Exercise: Path calculation
0.0/3.0 points (graded)
Consider a Markov chain with the following transition probability graph:
This figure depicts a Markov chain with seven states. The possible states are 1, 2, up to 7. 1, 2, and 3 are depicted as a row of three circles, in this order, at the upper-left of the figures. 4, 5, 6, and 7 are depicted as four squares arranged in a square, with S_4 and S_5 to the right of S_3 (in this order), 6 directly below 4, and 7 directly below 5. In this figure, transitions are depicted by arrows from a circle (representing the source) to a circle (representing the destination). The source and the destination may be the same, and transition arrows may be labelled with a number or a variable indicating the probability that if we start at the source, we will be at the given destination at the next step. In the row consisting of 1, 2, and 3, there are self-loops within 1 and 3, which are circular arrows with both the tail and the head at the same state. These self-loops are labelled with probabilities of 0.4 and 0.6, respectively. There are also transitions between 1 and 2, as well as between 2 and 3; the probability from 1 to 2 is 0.6 and from 2 to 1 is 0.2, while the probability from 2 to 3 is 0.8 and from 3 to 2 is 0.4. Connecting the two components (the line with three states and the square with four states),there's only one transition from 4 to 3 with probability 0.4. Within the square, there's a transition from 4 to 5 with probability 0.3 and 4 to 6 with probability 0.3. From state 5, the only transition is to state 6, with probability 1; similarly, from state 7, the only transition is to state 5 with probability 1. Lastly, from state 6, there's a transition to state 4 with probability 0.2 and to state 7 with probability 0.8.
\mathbf{P}(X_1=6,X_2=4,X_3=3\mid X_0=4)=\,
unanswered
\mathbf{P}(X_{103}=3 \mid X_{100}=1)=\,
To calculate the path probabilities in the given Markov chain, we need to multiply the transition probabilities along the desired path.

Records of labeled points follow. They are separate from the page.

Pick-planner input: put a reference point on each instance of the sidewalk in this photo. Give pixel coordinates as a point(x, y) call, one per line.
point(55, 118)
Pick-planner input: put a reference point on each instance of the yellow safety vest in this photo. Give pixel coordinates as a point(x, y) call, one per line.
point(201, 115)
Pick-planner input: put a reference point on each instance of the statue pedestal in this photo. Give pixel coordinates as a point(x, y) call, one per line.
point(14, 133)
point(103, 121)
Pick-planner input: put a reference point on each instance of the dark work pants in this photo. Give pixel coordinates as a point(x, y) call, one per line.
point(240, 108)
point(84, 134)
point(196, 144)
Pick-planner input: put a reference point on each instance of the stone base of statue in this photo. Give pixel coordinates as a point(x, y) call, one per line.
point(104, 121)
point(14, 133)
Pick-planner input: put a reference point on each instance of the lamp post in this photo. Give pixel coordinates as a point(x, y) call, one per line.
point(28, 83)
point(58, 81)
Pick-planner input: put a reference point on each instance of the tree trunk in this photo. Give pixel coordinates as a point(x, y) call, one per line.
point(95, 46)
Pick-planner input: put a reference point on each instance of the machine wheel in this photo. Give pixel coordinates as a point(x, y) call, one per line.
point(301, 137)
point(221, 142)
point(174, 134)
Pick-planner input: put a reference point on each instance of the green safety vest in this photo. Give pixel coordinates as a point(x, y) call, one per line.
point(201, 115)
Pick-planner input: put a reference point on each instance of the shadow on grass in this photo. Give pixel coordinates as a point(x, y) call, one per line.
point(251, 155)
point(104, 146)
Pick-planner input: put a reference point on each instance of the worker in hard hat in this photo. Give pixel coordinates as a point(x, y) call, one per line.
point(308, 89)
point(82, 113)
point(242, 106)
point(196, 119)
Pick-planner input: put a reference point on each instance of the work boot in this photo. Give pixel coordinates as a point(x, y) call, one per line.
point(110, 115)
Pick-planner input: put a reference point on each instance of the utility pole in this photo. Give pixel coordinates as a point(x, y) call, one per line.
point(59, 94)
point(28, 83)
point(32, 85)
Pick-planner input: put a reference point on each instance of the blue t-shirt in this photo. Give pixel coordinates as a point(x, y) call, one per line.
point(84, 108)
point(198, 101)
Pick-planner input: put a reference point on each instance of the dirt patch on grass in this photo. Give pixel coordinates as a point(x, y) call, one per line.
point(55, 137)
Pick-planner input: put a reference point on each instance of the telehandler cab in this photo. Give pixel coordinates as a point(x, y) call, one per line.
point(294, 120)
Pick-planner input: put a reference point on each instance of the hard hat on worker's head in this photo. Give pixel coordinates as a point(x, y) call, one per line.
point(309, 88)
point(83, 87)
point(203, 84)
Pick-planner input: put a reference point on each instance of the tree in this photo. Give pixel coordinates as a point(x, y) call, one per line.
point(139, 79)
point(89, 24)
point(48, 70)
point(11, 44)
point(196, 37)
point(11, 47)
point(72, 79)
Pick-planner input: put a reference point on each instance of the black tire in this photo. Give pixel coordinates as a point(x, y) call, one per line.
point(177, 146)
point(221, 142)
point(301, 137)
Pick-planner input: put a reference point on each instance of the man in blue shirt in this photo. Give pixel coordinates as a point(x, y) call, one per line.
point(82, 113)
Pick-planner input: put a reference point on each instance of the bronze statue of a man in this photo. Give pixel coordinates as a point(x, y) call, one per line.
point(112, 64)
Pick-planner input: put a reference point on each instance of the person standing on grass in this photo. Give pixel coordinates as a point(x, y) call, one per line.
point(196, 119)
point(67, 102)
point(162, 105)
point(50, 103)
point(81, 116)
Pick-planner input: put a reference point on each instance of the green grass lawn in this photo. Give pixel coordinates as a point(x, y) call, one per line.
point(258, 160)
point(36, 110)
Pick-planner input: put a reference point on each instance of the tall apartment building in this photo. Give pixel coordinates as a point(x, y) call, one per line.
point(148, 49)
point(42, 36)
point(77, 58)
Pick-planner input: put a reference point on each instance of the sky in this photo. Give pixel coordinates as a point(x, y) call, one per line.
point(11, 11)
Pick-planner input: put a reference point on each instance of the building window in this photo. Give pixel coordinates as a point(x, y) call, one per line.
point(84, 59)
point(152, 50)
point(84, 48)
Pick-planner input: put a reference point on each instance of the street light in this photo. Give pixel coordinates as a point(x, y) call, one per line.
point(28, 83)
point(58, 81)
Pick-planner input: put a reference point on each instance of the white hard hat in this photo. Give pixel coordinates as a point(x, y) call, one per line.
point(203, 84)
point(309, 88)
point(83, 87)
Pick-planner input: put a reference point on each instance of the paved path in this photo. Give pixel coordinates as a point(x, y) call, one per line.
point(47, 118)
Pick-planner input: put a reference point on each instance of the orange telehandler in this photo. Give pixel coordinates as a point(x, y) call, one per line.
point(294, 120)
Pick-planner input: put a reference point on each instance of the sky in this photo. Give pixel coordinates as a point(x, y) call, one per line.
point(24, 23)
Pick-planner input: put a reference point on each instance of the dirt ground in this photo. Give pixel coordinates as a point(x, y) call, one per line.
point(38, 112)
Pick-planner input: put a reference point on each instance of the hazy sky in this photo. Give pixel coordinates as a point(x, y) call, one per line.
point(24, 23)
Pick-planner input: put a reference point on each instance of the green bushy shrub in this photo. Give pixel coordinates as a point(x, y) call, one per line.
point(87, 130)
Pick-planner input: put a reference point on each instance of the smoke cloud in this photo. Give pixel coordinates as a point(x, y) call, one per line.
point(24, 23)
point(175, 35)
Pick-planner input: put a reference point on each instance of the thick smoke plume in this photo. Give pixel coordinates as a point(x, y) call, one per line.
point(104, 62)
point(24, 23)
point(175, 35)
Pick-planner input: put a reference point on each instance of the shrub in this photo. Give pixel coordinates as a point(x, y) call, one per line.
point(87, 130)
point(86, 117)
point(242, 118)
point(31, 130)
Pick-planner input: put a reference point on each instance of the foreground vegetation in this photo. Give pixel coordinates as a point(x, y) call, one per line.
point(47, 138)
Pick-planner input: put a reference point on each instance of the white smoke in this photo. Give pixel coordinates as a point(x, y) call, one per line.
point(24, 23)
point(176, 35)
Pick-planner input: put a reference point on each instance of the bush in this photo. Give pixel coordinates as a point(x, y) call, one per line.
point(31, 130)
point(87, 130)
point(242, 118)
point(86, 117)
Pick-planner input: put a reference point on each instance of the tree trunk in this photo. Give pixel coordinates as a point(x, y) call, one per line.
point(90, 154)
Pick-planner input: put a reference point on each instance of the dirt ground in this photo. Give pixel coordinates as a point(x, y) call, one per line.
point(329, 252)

1) To calculate P(X1=6, X2=4, X3=3 | X0=4), we start at state 4 and have the following transitions:
- From state 4 to state 6 with probability 0.3
- From state 6 to state 4 with probability 0.2
- From state 4 to state 3 with probability 0.4
Therefore, the path probability is:
P(X1=6, X2=4, X3=3 | X0=4) = 0.3 * 0.2 * 0.4 = 0.024
2) To calculate P(X103=3 | X100=1), we start at state 1 and need to reach state 3 after 103 steps. We can calculate this by raising the transition matrix to the power of 103 and looking at the entry in the row corresponding to state 1 and the column corresponding to state 3.
Unfortunately, the transition probability matrix is not given in the exercise. Without the transition probabilities, it is not possible to calculate the desired path probability.

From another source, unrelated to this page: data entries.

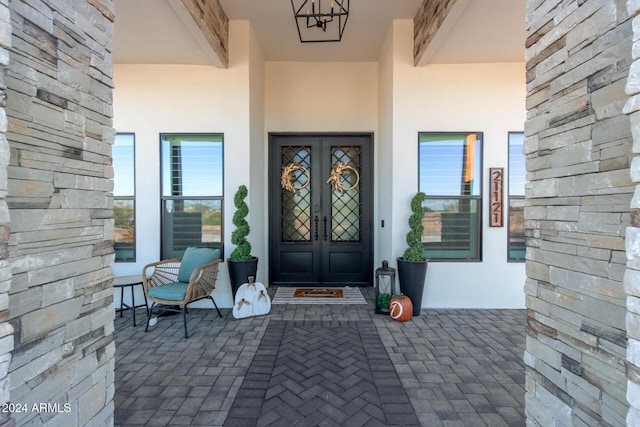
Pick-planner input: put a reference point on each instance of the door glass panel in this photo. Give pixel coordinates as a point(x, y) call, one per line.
point(295, 211)
point(346, 208)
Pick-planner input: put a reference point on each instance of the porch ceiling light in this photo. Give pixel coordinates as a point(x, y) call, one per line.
point(320, 21)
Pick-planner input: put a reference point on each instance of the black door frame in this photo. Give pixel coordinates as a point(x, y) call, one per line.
point(368, 207)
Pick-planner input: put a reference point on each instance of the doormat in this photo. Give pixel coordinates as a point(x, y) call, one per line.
point(321, 373)
point(317, 293)
point(287, 295)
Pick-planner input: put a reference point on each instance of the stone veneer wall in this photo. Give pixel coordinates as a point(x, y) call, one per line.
point(578, 147)
point(6, 330)
point(59, 113)
point(632, 276)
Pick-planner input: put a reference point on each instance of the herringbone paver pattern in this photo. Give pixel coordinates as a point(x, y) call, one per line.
point(455, 367)
point(309, 373)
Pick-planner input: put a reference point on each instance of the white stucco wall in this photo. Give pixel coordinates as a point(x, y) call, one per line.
point(154, 99)
point(391, 98)
point(489, 98)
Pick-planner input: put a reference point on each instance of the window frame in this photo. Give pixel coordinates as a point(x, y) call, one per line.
point(511, 197)
point(163, 198)
point(131, 197)
point(476, 245)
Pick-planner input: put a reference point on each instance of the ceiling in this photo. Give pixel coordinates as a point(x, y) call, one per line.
point(150, 32)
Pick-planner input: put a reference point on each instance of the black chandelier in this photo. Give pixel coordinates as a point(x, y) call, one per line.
point(320, 21)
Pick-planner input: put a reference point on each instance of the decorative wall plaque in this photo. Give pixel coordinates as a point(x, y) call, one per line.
point(497, 205)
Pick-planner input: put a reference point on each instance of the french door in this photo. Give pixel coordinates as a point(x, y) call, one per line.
point(320, 209)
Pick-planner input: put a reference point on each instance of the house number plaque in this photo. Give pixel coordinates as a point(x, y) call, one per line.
point(496, 197)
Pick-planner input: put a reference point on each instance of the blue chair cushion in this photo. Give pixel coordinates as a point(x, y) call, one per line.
point(193, 258)
point(175, 291)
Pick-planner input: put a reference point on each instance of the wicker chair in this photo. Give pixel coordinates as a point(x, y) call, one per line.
point(181, 281)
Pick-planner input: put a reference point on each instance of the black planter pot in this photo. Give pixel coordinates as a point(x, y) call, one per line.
point(239, 272)
point(411, 275)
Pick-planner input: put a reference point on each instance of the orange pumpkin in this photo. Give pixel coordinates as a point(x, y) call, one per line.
point(400, 308)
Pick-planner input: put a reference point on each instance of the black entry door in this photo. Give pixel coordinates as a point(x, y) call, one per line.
point(320, 209)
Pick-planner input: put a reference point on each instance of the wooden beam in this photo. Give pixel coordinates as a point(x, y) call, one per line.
point(209, 25)
point(432, 23)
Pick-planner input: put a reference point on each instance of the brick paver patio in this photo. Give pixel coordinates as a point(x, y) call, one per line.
point(454, 367)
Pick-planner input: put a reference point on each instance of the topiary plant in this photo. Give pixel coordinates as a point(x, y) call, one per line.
point(415, 249)
point(242, 252)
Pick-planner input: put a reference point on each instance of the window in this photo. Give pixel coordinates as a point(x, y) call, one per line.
point(517, 177)
point(192, 174)
point(450, 174)
point(124, 199)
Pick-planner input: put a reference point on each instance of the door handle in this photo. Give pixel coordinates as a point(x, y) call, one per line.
point(316, 233)
point(325, 228)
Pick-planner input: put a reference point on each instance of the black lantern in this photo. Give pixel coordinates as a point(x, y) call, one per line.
point(385, 287)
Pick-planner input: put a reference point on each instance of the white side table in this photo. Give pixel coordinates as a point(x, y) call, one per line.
point(130, 282)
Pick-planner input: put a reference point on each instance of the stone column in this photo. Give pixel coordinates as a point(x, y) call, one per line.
point(632, 275)
point(59, 132)
point(578, 148)
point(6, 330)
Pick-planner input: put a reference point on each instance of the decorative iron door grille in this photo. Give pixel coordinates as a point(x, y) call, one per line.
point(320, 223)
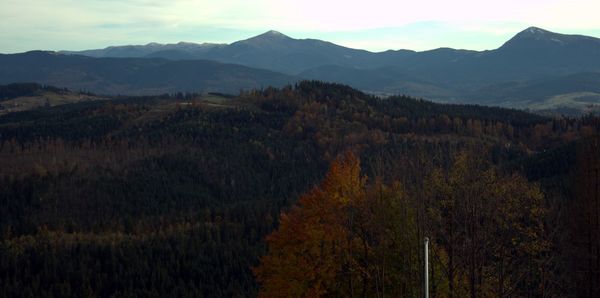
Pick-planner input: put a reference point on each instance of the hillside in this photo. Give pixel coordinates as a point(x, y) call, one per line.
point(134, 76)
point(20, 97)
point(93, 192)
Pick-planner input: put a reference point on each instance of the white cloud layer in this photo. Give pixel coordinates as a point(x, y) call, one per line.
point(373, 24)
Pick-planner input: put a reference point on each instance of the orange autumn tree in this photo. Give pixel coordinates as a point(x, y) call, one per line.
point(344, 238)
point(310, 252)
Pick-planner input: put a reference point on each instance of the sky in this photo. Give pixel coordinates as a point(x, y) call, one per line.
point(374, 25)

To calculate the probability of a particular path in a Markov chain, you need to multiply the probabilities of each transition along the path.

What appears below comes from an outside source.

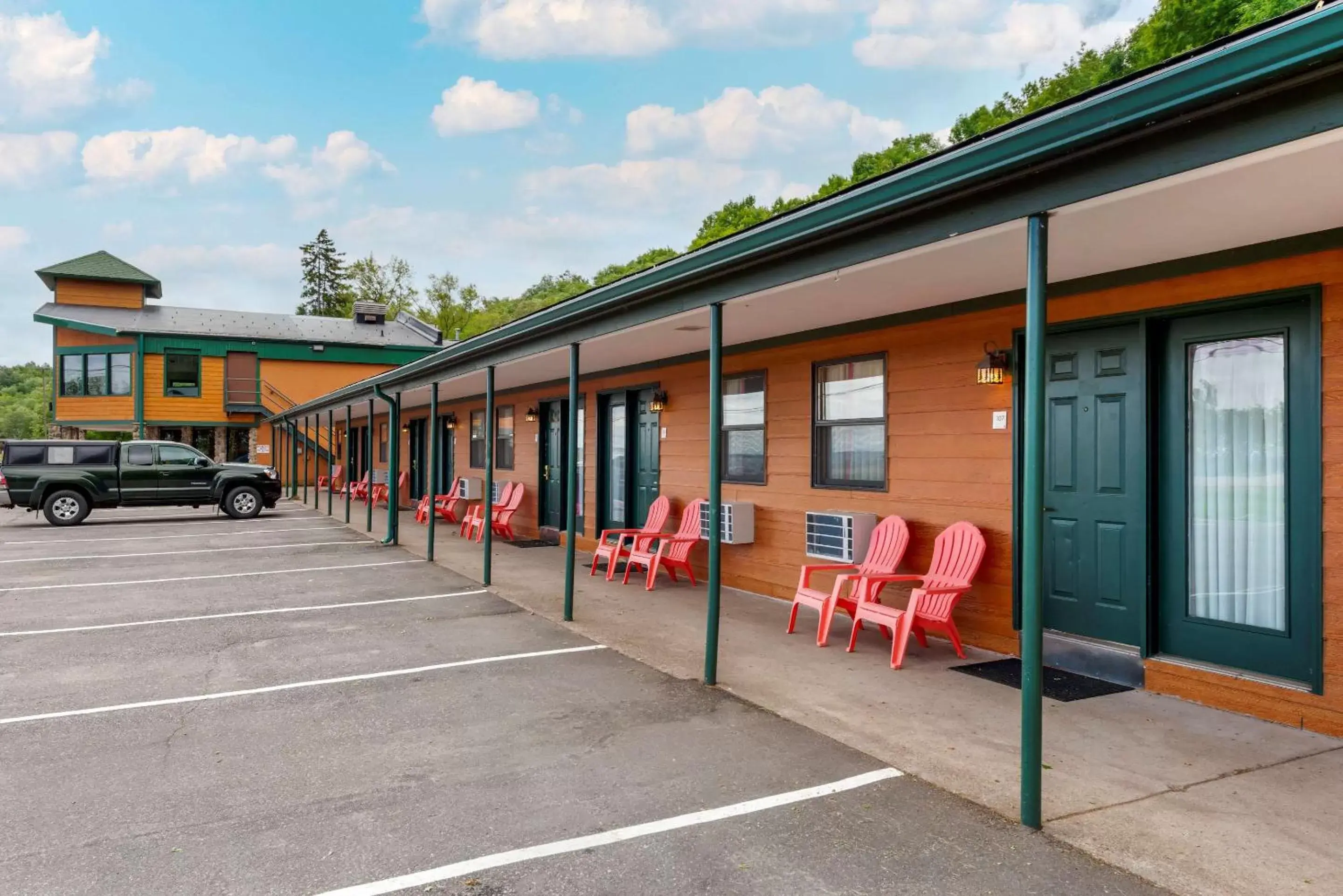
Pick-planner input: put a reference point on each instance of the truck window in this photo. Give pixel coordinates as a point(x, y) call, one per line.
point(22, 455)
point(61, 455)
point(93, 455)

For the first question, to find the probability of the path X1=6, X2=4, X3=3 given that X0=4, you need to find the probability of transitioning from state 4 to state 6, then from state 6 to state 4, and finally from state 4 to state 3.
Looking at the transition probability graph, the transition from 4 to 6 has a probability of 0.3, the transition from 6 to 4 has a probability of 0.2, and the transition from 4 to 3 has a probability of 0.4.
Hence, the probability of the path X1=6, X2=4, X3=3 given that X0=4 is:
P(X1=6,X2=4,X3=3|X0=4) = P(4->6) * P(6->4) * P(4->3)
= 0.3 * 0.2 * 0.4
= 0.024
Therefore, the probability is 0.024.
For the second question, to find the probability of X103=3 given that X100=1, you need to calculate the probability of transitioning from state 1 to state 2, then from state 2 to state 3, and finally from state 3 to state 3 three times (from X100 to X101, X101 to X102, and X102 to X103).
Looking at the transition probability graph, the transition from 1 to 2 has a probability of 0.6, the transition from 2 to 3 has a probability of 0.8, and the transition from 3 to 3 has a probability of 0.6 (from X100 to X101, X101 to X102, and X102 to X103).
Hence, the probability of the path X103=3 given that X100=1 is:
P(X103=3 | X100=1) = P(1->2) * P(2->3) * P(3->3) * P(3->3) * P(3->3)
= 0.6 * 0.8 * 0.6 * 0.6 * 0.6
= 0.10368
Therefore, the probability is approximately 0.10368.